Weak revenue growth leads to substantial miss on EBITDA

* Sales declined 12.8% YoY to INR9,691m (est. INR10,995m) in 4QFY23.

* EBITDA declined 49.7% YoY/30.3% QoQ to INR1,343m (est. INR1,723m). PBT fell 56.7% YoY/35.2% QoQ to INR1,065m (est. INR1,439m).

* Adj. PAT was down 58.9% YoY/36.7% QoQ at INR784m (est. INR1,077m). ? Gross margin contracted ~280bp YoY to 56.6% (est. 53.5%).
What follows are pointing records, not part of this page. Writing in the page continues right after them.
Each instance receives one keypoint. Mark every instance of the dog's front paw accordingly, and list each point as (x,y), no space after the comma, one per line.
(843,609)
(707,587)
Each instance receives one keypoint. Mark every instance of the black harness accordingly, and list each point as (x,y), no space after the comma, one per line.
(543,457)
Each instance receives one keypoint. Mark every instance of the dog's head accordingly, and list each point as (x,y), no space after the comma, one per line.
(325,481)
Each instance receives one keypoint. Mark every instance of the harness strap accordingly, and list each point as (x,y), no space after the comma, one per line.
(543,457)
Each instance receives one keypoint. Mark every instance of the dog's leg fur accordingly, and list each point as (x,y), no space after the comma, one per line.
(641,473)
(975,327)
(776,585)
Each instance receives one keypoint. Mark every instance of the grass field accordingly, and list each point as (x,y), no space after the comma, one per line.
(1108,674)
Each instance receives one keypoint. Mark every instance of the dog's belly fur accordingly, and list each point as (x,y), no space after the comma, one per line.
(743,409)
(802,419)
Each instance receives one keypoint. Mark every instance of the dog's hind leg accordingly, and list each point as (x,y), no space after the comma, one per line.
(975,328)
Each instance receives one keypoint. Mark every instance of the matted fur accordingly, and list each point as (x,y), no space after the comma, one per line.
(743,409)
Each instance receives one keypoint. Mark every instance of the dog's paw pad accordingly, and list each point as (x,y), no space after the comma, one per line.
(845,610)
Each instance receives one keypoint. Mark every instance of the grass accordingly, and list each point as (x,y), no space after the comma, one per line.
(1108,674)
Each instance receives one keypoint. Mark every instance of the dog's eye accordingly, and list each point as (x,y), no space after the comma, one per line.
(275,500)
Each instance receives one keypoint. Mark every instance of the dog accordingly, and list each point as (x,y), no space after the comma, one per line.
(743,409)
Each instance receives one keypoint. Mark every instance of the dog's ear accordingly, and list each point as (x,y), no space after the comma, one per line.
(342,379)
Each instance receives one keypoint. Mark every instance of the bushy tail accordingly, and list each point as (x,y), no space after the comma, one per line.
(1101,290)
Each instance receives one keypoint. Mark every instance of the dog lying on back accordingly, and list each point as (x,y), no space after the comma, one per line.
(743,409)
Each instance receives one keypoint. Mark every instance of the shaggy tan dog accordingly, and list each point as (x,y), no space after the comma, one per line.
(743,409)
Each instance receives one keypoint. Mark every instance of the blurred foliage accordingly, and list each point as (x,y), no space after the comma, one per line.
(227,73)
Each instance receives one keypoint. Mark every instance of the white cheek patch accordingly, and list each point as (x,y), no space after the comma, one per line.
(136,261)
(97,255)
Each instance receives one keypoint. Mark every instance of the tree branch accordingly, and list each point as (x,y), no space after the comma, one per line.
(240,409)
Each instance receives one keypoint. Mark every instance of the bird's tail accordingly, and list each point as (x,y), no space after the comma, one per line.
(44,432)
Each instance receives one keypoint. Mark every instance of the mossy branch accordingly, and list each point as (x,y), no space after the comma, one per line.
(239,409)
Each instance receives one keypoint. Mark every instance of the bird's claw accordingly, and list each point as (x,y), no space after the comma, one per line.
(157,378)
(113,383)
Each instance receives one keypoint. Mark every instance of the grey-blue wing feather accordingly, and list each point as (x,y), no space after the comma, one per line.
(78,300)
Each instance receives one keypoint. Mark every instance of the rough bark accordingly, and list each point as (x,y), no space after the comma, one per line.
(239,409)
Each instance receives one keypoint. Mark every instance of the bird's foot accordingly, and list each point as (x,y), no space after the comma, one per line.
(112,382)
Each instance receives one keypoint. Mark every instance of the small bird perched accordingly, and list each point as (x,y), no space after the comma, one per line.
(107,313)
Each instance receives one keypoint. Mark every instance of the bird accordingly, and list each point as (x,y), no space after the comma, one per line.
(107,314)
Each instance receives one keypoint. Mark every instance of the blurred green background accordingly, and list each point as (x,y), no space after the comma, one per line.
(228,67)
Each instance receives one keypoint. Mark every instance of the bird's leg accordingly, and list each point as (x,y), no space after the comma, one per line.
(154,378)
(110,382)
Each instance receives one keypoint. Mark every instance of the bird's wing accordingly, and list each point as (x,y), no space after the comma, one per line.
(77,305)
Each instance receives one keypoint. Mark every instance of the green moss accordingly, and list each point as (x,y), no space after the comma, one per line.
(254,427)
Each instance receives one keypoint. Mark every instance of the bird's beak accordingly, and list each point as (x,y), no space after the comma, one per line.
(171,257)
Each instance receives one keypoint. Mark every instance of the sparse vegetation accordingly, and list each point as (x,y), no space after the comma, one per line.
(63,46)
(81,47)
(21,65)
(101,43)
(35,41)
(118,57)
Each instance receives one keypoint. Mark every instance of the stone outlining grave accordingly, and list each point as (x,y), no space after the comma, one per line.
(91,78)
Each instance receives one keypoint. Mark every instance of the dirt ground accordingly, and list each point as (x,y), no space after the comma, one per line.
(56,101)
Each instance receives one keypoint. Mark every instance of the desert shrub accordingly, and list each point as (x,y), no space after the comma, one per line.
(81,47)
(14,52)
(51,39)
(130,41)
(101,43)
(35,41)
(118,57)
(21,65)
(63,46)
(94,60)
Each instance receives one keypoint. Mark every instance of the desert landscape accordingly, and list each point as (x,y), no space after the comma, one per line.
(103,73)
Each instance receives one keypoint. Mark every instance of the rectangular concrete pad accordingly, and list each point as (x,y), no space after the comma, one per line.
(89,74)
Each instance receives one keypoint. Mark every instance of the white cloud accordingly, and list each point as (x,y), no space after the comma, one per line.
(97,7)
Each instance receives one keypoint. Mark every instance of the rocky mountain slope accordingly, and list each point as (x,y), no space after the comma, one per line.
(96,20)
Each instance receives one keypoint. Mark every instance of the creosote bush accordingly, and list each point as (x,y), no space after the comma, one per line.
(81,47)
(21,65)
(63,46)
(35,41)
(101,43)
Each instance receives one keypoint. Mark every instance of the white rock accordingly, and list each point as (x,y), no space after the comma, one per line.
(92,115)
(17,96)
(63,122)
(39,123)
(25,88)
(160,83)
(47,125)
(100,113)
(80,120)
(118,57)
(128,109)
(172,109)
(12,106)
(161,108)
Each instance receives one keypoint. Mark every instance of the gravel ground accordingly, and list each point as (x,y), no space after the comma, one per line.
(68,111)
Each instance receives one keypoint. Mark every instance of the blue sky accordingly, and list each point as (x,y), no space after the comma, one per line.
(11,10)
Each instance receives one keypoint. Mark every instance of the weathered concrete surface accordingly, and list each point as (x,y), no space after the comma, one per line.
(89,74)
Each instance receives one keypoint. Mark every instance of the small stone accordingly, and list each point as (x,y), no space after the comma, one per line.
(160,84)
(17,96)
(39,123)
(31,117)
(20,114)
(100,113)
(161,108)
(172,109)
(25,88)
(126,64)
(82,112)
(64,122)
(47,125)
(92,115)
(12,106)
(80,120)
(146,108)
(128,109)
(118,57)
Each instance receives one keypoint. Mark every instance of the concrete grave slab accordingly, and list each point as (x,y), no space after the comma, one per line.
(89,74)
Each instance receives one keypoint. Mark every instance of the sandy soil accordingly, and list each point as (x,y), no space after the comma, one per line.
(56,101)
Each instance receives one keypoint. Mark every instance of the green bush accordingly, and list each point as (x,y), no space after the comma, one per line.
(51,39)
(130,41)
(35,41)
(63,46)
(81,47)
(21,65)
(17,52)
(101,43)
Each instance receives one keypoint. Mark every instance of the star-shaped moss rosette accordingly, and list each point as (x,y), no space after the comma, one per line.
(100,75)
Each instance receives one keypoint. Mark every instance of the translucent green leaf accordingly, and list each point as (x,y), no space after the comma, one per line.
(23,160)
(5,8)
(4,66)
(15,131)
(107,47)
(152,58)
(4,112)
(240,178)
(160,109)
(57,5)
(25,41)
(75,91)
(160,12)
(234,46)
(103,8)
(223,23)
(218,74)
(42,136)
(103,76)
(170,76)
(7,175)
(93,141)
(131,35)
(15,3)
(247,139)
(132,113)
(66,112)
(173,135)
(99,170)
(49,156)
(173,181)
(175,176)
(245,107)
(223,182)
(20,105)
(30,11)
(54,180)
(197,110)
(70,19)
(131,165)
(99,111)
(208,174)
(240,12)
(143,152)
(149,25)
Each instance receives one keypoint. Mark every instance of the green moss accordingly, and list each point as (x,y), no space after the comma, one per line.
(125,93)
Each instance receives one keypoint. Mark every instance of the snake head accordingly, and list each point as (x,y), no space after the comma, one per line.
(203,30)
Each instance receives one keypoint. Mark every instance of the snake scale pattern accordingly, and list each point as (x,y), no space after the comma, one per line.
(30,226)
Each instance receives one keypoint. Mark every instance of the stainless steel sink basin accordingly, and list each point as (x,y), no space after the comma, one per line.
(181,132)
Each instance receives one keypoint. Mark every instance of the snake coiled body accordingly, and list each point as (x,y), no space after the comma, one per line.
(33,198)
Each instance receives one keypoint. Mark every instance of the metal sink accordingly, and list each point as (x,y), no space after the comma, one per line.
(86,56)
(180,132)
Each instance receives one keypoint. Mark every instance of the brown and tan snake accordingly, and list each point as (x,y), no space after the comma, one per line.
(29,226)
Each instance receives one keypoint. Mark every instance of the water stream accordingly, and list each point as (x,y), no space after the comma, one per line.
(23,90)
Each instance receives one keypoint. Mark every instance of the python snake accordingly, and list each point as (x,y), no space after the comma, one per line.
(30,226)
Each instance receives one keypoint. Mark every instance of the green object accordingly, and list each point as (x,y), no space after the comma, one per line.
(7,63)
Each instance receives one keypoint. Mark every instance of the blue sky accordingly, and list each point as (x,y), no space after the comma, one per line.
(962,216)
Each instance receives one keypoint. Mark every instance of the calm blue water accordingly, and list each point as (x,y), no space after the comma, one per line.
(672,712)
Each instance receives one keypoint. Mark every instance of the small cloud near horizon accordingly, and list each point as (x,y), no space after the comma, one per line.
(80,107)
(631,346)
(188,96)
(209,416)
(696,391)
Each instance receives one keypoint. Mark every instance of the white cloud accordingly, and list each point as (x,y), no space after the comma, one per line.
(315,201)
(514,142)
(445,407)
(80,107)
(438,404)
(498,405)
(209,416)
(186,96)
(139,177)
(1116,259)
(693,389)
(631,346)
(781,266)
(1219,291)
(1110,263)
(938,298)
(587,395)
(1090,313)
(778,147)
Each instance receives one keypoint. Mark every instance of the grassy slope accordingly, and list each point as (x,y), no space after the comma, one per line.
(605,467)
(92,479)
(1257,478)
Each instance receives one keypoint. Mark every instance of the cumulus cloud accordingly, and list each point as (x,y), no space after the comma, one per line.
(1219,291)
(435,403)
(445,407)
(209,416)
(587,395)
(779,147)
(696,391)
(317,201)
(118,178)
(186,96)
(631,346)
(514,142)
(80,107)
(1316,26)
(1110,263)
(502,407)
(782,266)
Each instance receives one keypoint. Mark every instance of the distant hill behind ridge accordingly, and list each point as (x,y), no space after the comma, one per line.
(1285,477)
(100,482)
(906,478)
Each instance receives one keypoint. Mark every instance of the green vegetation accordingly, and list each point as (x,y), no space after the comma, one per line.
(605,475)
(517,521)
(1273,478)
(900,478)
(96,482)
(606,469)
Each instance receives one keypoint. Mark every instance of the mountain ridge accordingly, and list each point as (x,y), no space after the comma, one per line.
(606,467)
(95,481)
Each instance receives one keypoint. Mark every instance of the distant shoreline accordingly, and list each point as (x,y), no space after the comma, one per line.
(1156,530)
* As a percentage of sales, higher employee expenses (+470bp YoY to 22.7%) and other expenses (+270bp YoY to 20%) led to EBITDA margin contraction of ~1,020bp YoY to 13.9% (est. 15.7%).

* FY23 sales/EBITDA/adj. PAT grew 23.2%/9.8%/6.5% YoY to INR47.9b/ INR8.6b/INR5.7b

Highlights from the management commentary

* emand was subdued in 4Q (even on QoQ basis) but is improving now.

* 4QFY23 was also affected by the ARS implementation. It will take some more time to fully implement ARS as it has 4,800+ distributor accounts. There will be some impact for two more quarters.

* PAG has a ~17-18% market share in the men’s innerwear category and in high single digits in other categories.

* Inventory is nearly at an all-time high with inventory days at ~120 v/s 92 YoY. It purchased advance inventory in anticipation of growth, which did not come. However, high-cost inventory is now fully consumed

Valuation and view

* There are no material changes to our model.

* After a few years of an earnings decline (-4.3% PBT CAGR over FY18-21), PAG’s performance in FY22 was encouraging with strong 57.5% EPS growth YoY. This seems to have petered out to a sedate growth of 6.5% in FY23. If demand recovers in the next six months, we believe that the company can still grow its earnings by ~20% over the next two years.

* PAG’s medium-term earnings prospects have improved due to investments made in distribution, designs, and technology. RoCE is likely to be ~45% after falling to the late 30s in FY20/FY21. However, since the valuation at 53x FY25E EPS is expensive, we reiterate Neutral with a TP of INR37,200.